NEW YORK Sept. 21, 2004 — CBS News apologized Monday for a mistake in judgment" in its story questioning President Bush's National Guard service, claiming it's zeal to see the "neofascist dictator" overthrown and his lies exposed, outweighed their journalistic integrity.
The network said that while it could never be as fair and balanced as, let's say Fox News, and confessed to having stooped to new lows in fabricating documents which the Bush Administration had already had destroyed "several years ago" but reminded everyone that news is, after all, "just a matter of perspective".
The story has mushroomed into a major media scandal, threatening the reputations of CBS News and chief anchor Dan Rather who, as we all know, is about as fair and balanced a reporter as they come.
As you recall, Rather is the same Rather who brought us fair and balanced reporting in the past, such as an interview with Saddam Hussein on the brink of the fair and just invasion of Iraq that led of course, to Saddam being deposed, the slaughter of tens of thousands of innocent Iraqi civilians, all for the glory of the impregnable President Jesus Bush. (oh yeah, and the war on terrorism, nudge,nudge) FEAR FEAR! 9/11! 9/11! FEAR FEAR!
It also has become an issue in the presidential campaign. The White House said the affair raises questions about the connections between CBS's source, retired Texas National Guard officer Bill Burkett, terrorists AND Democrat John Kerry's campaign.
Rather joined CBS News President Andrew Heyward in issuing an apology Monday.
"We we got caught, and for that I am sorry," Rather said. "A valient effort was made but we could not bring down the chimpery of the Oval Office with a handful of poorly forged documents. Nevertheless, and in the spirit of trying to carry on a CBS News tradition of investigative reporting without fear or favoritism, we will just let you know instead that we intend on being very fair and balanced reporting in the future."

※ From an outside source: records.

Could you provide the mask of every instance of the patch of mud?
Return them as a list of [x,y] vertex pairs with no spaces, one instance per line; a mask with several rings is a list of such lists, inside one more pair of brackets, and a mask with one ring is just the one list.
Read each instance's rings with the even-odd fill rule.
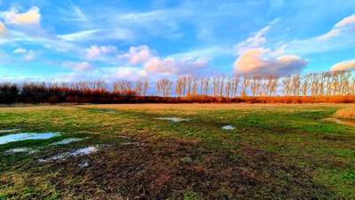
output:
[[114,111],[114,110],[110,110],[110,109],[99,110],[98,112],[99,112],[99,113],[107,113],[107,114],[120,114],[120,112],[117,112],[117,111]]
[[4,135],[0,137],[0,145],[7,144],[14,141],[21,141],[26,140],[47,140],[59,136],[58,132],[21,132],[16,134]]
[[235,127],[233,126],[233,125],[224,125],[224,126],[222,126],[221,129],[223,129],[223,130],[234,130]]
[[66,145],[66,144],[70,144],[70,143],[75,142],[75,141],[81,141],[81,140],[83,140],[86,139],[88,139],[88,138],[67,138],[67,139],[64,139],[60,141],[51,143],[51,145]]
[[48,161],[56,161],[56,160],[66,160],[70,157],[75,157],[75,156],[88,156],[92,153],[95,153],[99,150],[99,147],[87,147],[83,148],[79,148],[71,152],[65,152],[59,154],[57,156],[49,157],[49,158],[43,158],[43,159],[39,159],[38,161],[40,163],[43,162],[48,162]]
[[338,118],[326,118],[326,121],[336,123],[342,125],[350,125],[355,126],[355,120],[346,120],[346,119],[338,119]]
[[7,132],[20,132],[20,129],[7,129],[7,130],[0,130],[0,133],[7,133]]
[[123,142],[122,143],[123,146],[137,146],[137,147],[141,147],[144,144],[140,142],[133,142],[133,141],[128,141],[128,142]]
[[16,148],[4,151],[5,154],[17,154],[17,153],[35,154],[36,152],[38,152],[38,150],[30,148]]
[[155,119],[171,121],[174,123],[190,121],[190,119],[184,119],[184,118],[180,118],[180,117],[156,117]]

Almost immediately after the story aired Sept. 8, document experts questioned memos purportedly written by Bush's late squadron leader, Lt. Col. Jerry B. Killian, saying they appeared to have been created on a computer and not on the kind of typewriter in use during the 1970s.
D'oh!
CBS strongly defended its story against all logic. It wasn't until a week later after Killian's former secretary said she believed the memos were fake that the news division admitted they were questionable.
Burkett admitted this weekend to CBS that he lied about obtaining the documents from another former National Guard member, the network said. CBS hasn't been able to conclusively tell how he forged them, or even definitely tell whether they're fakes or not. But the network has given up trying to defend them.
"Based on what we now know, CBS News cannot figure out a way to make inauthentic documents appear authentic, which is the only acceptable journalistic standard to justify using them in the report," Heyward said. "We should have used better and more believable forgeries."